Nei primi 9 mesi del 2024 le ore autorizzate di cassa integrazione guadagni sono cresciute del 20% rispetto allo stesso periodo del 2023. Lo si può desumere dai dati che Inps rende periodicamente disponibili nella sezione Osservatori del suo sito. In particolare, sono cresciute (+44,7%), sempre nello stesso periodo, le ore di cassa integrazione ordinaria, lo strumento utilizzato per interventi congiunturali, con un aumento del 51,91% nell’industria. La cassa straordinaria, che di solito viene usata per le crisi di più lungo periodo, è in calo del 6,92% per l’industria. Sommando i due tipi di intervento (ordinario e straordinario), la crescita complessiva delle ore autorizzate supera il 25%.



A quanti lavoratori a tempo pieno equivalgono le ore autorizzate a Inps? La cassa integrazione è un sussidio che assorbe tutti gli istituti contrattuali (tredicesima, ferie pagate, ecc.) fissando la settimana lavorativa a 40 ore convenzionali. Ne consegue che per ogni lavoratore a tempo pieno Inps autorizza 2.080 ore l’anno. Le ore autorizzate tra gennaio e settembre equivalgono a circa 169.000 lavoratori a tempo pieno. Tuttavia, va detto che difficilmente tutte le ore autorizzate vengono poi effettivamente usate dai datori di lavoro per sospendere i lavoratori. Il rapporto fra ore effettivamente utilizzate e ore autorizzate (il cosiddetto “tiraggio”) difficilmente ha superato il 35% per la cassa straordinaria negli ultimi tre anni.



Pur con tutta la prudenza necessaria, è evidente che la crisi dell’industria comincia ad avere un impatto misurabile sui sussidi, che nel medio periodo spesso si trasforma in un impatto occupazionale: si comincia con la cassa e, una volta esauriti gli strumenti utilizzabili, si continua con il licenziamento o il pensionamento anticipato.

L’andamento della cassa integrazione segue fra l’altro l’andamento dei dati di produzione industriale: la discesa tendenziale dell’indice della produzione prosegue ormai da 20 mesi.
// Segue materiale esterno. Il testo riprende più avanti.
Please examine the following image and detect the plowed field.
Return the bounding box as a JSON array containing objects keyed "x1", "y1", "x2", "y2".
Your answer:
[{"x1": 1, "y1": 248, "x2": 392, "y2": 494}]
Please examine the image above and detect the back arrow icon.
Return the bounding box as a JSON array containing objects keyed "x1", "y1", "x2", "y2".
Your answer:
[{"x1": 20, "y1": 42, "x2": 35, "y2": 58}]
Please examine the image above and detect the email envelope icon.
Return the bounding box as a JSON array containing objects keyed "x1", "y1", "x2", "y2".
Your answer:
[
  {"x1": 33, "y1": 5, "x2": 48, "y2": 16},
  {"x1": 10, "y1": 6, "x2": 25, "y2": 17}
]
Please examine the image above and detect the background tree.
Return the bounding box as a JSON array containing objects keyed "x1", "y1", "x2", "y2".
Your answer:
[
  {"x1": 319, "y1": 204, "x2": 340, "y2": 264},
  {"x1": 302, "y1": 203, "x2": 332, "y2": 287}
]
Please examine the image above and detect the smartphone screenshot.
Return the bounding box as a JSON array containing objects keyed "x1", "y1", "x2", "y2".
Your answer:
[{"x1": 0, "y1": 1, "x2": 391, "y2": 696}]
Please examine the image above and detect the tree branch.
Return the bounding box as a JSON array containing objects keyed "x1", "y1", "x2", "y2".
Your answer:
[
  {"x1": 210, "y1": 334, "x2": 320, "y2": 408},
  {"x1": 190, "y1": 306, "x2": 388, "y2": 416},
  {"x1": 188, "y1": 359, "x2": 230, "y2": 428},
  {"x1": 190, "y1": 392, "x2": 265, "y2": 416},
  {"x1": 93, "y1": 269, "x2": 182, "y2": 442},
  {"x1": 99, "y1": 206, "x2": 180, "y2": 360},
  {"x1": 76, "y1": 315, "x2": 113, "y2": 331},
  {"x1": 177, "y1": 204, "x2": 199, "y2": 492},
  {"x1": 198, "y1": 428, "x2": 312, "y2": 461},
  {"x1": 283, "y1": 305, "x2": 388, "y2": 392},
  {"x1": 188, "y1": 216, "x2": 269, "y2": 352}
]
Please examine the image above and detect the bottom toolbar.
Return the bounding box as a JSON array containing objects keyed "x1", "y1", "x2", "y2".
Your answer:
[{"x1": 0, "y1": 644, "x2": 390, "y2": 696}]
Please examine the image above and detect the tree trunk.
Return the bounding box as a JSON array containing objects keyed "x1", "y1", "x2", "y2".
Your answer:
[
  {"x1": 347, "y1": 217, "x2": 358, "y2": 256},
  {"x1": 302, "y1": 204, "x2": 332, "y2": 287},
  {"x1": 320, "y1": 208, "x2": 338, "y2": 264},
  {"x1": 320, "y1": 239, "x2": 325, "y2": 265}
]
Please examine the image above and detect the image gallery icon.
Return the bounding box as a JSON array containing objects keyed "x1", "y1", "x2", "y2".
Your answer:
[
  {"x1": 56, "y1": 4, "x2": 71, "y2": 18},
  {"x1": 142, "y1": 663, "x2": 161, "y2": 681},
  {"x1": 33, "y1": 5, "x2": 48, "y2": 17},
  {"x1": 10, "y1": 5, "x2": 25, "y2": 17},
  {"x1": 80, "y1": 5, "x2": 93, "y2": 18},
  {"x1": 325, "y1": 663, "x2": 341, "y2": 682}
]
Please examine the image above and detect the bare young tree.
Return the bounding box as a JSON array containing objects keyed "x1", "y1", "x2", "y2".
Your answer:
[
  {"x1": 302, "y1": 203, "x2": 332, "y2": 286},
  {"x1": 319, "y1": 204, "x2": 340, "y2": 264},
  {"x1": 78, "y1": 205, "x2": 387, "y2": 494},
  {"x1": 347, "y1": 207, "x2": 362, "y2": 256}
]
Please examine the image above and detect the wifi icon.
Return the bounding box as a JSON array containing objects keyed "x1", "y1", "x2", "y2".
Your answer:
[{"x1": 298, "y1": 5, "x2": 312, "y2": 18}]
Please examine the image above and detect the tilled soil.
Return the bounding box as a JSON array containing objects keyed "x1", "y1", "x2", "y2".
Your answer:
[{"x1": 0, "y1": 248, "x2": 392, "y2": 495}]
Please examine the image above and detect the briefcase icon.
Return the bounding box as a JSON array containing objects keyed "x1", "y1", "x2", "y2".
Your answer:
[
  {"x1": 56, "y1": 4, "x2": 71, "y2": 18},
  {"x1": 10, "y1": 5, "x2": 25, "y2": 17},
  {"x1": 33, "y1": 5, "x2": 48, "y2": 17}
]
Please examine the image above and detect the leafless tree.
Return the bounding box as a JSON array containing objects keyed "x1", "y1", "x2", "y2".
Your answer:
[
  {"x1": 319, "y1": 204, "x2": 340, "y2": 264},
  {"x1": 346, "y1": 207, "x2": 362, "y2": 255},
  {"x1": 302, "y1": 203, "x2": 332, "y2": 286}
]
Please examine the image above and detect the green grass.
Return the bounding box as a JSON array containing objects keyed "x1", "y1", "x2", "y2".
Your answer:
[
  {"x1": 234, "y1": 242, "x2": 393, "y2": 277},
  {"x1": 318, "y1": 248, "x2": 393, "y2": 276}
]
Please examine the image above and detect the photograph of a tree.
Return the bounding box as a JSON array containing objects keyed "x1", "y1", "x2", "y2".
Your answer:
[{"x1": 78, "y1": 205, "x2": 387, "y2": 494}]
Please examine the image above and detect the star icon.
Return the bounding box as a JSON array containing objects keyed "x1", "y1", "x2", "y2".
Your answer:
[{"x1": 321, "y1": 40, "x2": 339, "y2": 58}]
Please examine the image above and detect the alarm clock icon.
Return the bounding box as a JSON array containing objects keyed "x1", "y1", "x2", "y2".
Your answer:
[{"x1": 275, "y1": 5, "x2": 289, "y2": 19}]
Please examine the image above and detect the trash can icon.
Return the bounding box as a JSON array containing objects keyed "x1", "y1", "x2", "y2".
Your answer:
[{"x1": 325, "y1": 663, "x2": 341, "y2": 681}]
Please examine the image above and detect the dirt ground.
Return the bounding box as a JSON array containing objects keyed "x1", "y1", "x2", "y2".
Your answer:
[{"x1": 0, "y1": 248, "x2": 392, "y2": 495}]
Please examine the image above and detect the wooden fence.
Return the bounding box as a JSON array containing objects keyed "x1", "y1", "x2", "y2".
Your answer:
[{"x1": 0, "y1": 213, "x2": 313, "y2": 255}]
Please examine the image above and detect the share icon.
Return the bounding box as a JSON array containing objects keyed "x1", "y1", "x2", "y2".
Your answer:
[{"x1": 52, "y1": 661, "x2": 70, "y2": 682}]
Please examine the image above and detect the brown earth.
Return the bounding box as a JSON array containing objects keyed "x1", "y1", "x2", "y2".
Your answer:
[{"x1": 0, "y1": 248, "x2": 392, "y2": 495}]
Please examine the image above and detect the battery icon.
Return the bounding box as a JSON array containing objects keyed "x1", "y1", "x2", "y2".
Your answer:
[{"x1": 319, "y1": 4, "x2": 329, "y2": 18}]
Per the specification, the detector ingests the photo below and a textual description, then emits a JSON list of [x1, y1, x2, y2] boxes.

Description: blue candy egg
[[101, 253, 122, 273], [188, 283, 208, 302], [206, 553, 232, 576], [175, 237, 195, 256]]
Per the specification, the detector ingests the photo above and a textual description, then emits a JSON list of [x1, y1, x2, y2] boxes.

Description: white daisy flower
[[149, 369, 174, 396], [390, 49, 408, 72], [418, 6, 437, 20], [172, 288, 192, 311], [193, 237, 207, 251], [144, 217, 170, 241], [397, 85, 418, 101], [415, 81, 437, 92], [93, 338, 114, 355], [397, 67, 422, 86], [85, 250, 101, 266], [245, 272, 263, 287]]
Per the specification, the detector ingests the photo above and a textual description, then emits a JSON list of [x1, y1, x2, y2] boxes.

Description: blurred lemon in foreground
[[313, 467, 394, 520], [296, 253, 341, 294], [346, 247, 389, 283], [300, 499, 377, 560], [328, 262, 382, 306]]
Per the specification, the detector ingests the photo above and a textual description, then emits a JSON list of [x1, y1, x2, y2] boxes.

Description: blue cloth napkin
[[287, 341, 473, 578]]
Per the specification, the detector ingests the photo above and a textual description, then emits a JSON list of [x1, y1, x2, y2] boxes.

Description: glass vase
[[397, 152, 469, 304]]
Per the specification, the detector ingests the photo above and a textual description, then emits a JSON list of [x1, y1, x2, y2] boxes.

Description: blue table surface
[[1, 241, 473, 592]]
Al netto degli effetti di calendario, a settembre 2024 l’indice complessivo era diminuito in termini tendenziali del 4,0%: la riduzione è stata più rilevante per i beni strumentali (-5,1%), i beni intermedi (-4,0%) e i beni di consumo (-3,5%) e meno pronunciata per l’energia (-1,6%).
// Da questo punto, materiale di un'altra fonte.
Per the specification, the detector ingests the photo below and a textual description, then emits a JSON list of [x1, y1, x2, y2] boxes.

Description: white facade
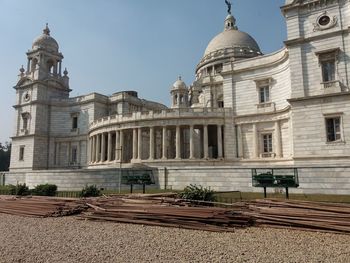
[[6, 1, 350, 193]]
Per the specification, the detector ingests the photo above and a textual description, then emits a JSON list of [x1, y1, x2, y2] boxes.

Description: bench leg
[[285, 187, 289, 199], [264, 187, 267, 198]]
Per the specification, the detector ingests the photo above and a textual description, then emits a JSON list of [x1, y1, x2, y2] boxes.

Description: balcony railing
[[89, 108, 232, 130]]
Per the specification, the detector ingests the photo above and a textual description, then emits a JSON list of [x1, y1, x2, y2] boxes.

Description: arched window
[[47, 59, 55, 74], [31, 58, 38, 72], [21, 112, 30, 131]]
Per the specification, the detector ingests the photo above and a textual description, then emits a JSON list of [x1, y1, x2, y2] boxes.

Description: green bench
[[252, 168, 299, 198], [122, 173, 155, 193]]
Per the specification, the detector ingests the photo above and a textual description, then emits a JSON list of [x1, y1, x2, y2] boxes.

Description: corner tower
[[10, 25, 70, 171]]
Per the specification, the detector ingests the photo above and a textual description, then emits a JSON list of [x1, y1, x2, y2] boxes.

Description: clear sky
[[0, 0, 286, 143]]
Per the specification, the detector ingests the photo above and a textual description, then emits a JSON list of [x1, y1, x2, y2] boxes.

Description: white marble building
[[5, 0, 350, 194]]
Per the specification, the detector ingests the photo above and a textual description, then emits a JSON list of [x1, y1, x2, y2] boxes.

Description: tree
[[0, 142, 11, 171]]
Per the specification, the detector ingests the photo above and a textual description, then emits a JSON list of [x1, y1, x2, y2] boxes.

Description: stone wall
[[4, 165, 350, 195], [160, 166, 350, 195]]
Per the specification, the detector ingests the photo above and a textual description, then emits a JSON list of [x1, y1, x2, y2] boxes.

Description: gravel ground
[[0, 214, 349, 263]]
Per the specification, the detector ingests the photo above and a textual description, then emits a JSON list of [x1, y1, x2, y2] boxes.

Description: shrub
[[179, 184, 216, 202], [7, 183, 30, 196], [0, 185, 12, 195], [32, 184, 57, 196], [80, 185, 101, 197]]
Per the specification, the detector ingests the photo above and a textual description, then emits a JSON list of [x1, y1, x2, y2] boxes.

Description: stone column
[[87, 138, 90, 164], [149, 127, 155, 160], [27, 58, 31, 73], [132, 128, 138, 160], [56, 142, 61, 165], [189, 125, 194, 159], [115, 130, 120, 161], [68, 142, 71, 165], [77, 141, 81, 165], [237, 125, 244, 158], [101, 133, 106, 162], [91, 136, 96, 163], [96, 134, 101, 162], [107, 132, 112, 162], [59, 61, 62, 76], [138, 128, 142, 161], [217, 125, 223, 158], [175, 126, 181, 159], [162, 126, 167, 159], [119, 130, 124, 162], [274, 121, 282, 158], [203, 125, 209, 159], [252, 123, 259, 158]]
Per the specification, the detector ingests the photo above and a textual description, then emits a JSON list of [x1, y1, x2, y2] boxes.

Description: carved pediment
[[16, 77, 33, 87]]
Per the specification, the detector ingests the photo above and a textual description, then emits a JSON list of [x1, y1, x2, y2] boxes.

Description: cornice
[[221, 48, 289, 75], [284, 27, 350, 46], [281, 0, 341, 14], [234, 106, 291, 124], [288, 91, 350, 102]]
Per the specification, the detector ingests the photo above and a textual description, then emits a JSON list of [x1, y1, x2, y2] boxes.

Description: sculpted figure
[[225, 0, 232, 14]]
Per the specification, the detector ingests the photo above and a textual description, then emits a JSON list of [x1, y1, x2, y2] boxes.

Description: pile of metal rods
[[81, 195, 254, 232], [245, 199, 350, 234], [0, 194, 350, 234], [0, 195, 87, 217]]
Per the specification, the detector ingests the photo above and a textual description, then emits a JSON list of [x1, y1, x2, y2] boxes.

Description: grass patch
[[214, 191, 350, 203]]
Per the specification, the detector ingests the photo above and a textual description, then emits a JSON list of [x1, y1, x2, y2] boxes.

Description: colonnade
[[89, 124, 224, 164]]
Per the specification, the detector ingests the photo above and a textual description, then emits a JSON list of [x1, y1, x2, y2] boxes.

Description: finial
[[43, 23, 50, 35], [225, 0, 232, 15], [19, 65, 25, 73], [63, 68, 68, 76], [178, 75, 182, 81]]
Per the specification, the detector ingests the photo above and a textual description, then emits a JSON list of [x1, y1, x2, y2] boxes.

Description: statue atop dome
[[225, 0, 232, 15]]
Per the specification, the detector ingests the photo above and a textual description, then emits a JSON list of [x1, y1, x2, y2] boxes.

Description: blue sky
[[0, 0, 286, 143]]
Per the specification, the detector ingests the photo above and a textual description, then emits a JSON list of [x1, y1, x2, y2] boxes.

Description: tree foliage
[[0, 142, 11, 171]]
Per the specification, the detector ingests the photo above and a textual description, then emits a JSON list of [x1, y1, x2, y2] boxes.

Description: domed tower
[[10, 25, 70, 171], [26, 24, 70, 94], [170, 76, 189, 108]]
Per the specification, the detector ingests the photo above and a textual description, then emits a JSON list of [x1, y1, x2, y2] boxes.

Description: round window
[[24, 93, 30, 102], [318, 15, 331, 26]]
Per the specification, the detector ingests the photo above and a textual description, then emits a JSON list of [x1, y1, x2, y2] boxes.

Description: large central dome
[[204, 15, 261, 57], [204, 25, 260, 56], [197, 14, 261, 71]]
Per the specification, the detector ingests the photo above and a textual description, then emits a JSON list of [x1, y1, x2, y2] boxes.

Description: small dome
[[32, 24, 59, 53], [172, 76, 187, 90]]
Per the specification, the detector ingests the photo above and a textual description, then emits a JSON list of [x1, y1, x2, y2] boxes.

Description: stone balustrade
[[89, 108, 232, 131]]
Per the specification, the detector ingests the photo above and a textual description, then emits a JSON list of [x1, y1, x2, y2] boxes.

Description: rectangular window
[[72, 116, 78, 129], [316, 49, 339, 84], [263, 134, 273, 153], [214, 64, 223, 74], [206, 66, 212, 76], [321, 59, 335, 82], [259, 86, 270, 103], [71, 146, 77, 164], [19, 146, 25, 161], [326, 117, 341, 142], [218, 101, 224, 108], [23, 116, 28, 130]]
Anche dal punto di vista territoriale la diffusione della cassa integrazione ordinaria evidenzia la sua natura industriale: le prime tre regioni per ore autorizzate nei primi nove mesi dell’anno sono Lombardia, Veneto ed Emilia-Romagna.

Nel commentare l’andamento dell’economia in Lombardia, pochi giorni fa Banca d’Italia ha sottolineato che l’andamento della produzione industriale in calo è dovuto a una diminuzione della domanda estera e interna. Il calo della domanda estera è visibile anche negli andamenti della produzione in Germania, un sistema industriale con un forte livello di integrazione con quello italiano; per i problemi di domanda interna basta considerare il calo del potere d’acquisto degli stipendi negli ultimi anni per capire le ragioni del rallentamento. La crescita in Lombardia si è sostenuta principalmente attraverso turismo e servizi. L’indagine periodica della Banca d’Italia ha rilevato un calo del fatturato nei primi nove mesi dell’anno e le imprese prevedono per i prossimi sei mesi una stabilizzazione delle vendite. Risulta confermata la diminuzione della spesa per investimenti nel 2024 e il calo si estenderebbe al 2025.
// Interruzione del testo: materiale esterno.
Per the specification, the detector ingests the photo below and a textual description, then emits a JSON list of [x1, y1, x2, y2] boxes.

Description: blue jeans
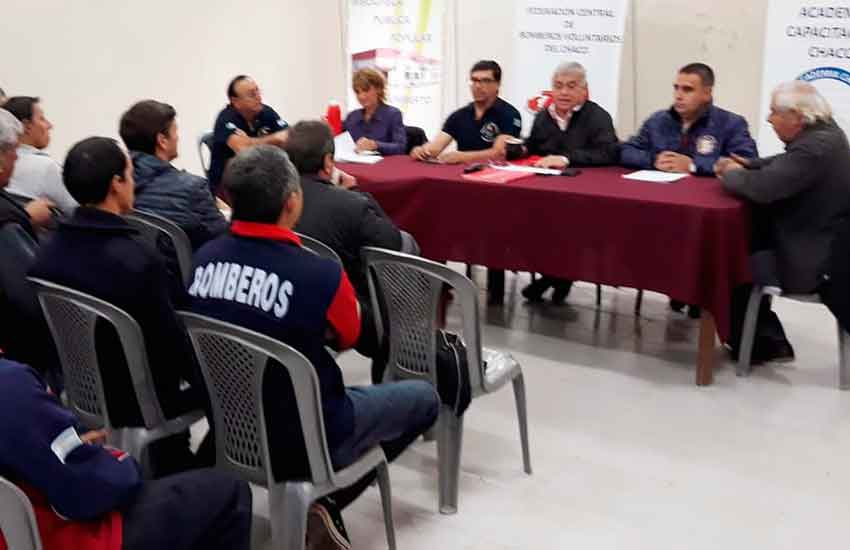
[[331, 380, 439, 470], [325, 380, 438, 510]]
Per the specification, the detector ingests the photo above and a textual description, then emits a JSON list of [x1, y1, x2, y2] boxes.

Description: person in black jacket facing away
[[286, 120, 419, 359], [120, 100, 228, 250], [29, 137, 211, 476], [521, 61, 621, 304]]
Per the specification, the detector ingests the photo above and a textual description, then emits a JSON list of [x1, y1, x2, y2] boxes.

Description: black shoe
[[521, 281, 547, 303], [550, 280, 573, 306], [307, 498, 351, 550], [687, 305, 702, 319], [670, 299, 686, 313]]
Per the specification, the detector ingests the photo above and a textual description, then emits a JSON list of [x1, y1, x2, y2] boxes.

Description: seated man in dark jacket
[[0, 357, 251, 550], [188, 146, 438, 549], [285, 120, 419, 358], [120, 100, 228, 249], [522, 61, 621, 305], [621, 62, 758, 317], [29, 137, 210, 476], [716, 81, 850, 363]]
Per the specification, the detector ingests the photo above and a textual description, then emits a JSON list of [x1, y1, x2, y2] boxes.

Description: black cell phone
[[463, 163, 487, 174], [561, 168, 582, 177]]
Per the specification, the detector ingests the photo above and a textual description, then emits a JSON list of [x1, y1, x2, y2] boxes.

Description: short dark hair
[[119, 100, 176, 155], [63, 137, 127, 205], [3, 96, 39, 122], [284, 120, 335, 175], [471, 60, 502, 82], [227, 75, 250, 99], [225, 145, 301, 224], [679, 63, 715, 88]]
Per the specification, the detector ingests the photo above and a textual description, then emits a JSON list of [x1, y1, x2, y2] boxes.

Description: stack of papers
[[333, 131, 384, 164], [622, 170, 689, 183], [490, 164, 562, 176]]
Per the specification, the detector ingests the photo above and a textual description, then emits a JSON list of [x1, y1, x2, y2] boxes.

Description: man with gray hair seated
[[521, 61, 621, 304], [715, 81, 850, 363]]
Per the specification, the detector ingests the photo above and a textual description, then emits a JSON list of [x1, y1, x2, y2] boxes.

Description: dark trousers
[[121, 469, 252, 550], [727, 205, 789, 350]]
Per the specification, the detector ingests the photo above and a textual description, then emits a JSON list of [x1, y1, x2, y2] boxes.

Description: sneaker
[[687, 305, 702, 319], [550, 280, 573, 306], [669, 299, 686, 313], [306, 498, 351, 550]]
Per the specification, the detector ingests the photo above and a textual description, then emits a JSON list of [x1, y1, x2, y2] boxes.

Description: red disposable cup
[[326, 101, 342, 135]]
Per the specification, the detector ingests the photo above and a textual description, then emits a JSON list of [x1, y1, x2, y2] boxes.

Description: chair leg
[[634, 290, 644, 316], [512, 372, 532, 475], [375, 462, 397, 550], [838, 321, 850, 390], [271, 483, 311, 550], [595, 284, 602, 307], [436, 405, 463, 514], [737, 286, 763, 377]]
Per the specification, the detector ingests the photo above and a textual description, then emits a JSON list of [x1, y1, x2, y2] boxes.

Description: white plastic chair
[[0, 476, 42, 550], [126, 209, 194, 285], [28, 278, 205, 475], [179, 312, 396, 550], [363, 247, 531, 514]]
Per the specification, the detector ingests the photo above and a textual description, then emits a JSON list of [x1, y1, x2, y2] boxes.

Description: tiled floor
[[247, 268, 850, 549]]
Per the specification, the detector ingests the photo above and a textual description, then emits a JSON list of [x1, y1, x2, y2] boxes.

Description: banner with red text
[[346, 0, 446, 138]]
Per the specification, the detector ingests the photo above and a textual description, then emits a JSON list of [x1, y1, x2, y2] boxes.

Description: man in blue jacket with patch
[[621, 63, 757, 176], [621, 62, 758, 316]]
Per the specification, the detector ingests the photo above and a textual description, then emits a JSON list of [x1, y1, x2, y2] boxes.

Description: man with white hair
[[521, 61, 620, 304], [716, 81, 850, 363]]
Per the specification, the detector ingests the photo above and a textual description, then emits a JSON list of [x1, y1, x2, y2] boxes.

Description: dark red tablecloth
[[339, 157, 752, 341]]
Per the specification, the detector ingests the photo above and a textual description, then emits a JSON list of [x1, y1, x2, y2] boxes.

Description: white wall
[[1, 0, 770, 174]]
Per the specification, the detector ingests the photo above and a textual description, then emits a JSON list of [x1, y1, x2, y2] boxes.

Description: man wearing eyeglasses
[[208, 75, 290, 192], [410, 60, 522, 165]]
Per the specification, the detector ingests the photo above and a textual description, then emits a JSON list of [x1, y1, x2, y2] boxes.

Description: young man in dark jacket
[[0, 358, 252, 550], [29, 137, 210, 476], [521, 61, 621, 305], [120, 100, 228, 249], [188, 145, 438, 550], [285, 120, 419, 358]]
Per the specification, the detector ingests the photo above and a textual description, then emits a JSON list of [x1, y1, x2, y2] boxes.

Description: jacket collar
[[300, 172, 334, 187], [230, 221, 302, 246], [668, 102, 714, 128], [17, 144, 49, 157], [131, 151, 174, 179], [60, 206, 137, 234]]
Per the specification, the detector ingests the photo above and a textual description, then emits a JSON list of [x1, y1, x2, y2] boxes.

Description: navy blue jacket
[[0, 359, 141, 520], [188, 222, 360, 479], [621, 105, 758, 175], [29, 207, 203, 427], [131, 152, 228, 250]]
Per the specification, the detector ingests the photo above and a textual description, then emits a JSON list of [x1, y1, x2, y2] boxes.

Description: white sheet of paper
[[622, 170, 689, 183], [491, 164, 562, 176], [333, 131, 384, 164]]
Le osservazioni di Banca d’Italia hanno fatto sbottare i vertici politici della Lombardia: se non è più la locomotiva del Paese, chi è allora che traina? Legittima reazione d’orgoglio, ma la risposta è: nessun altro. E questo è un problema che riguarda tutto il Paese; alla vigilia di una manovra finanziaria prodotta in condizioni di ristrettezza, gli strumenti di politica industriale sono molto meno potenti dei problemi presenti.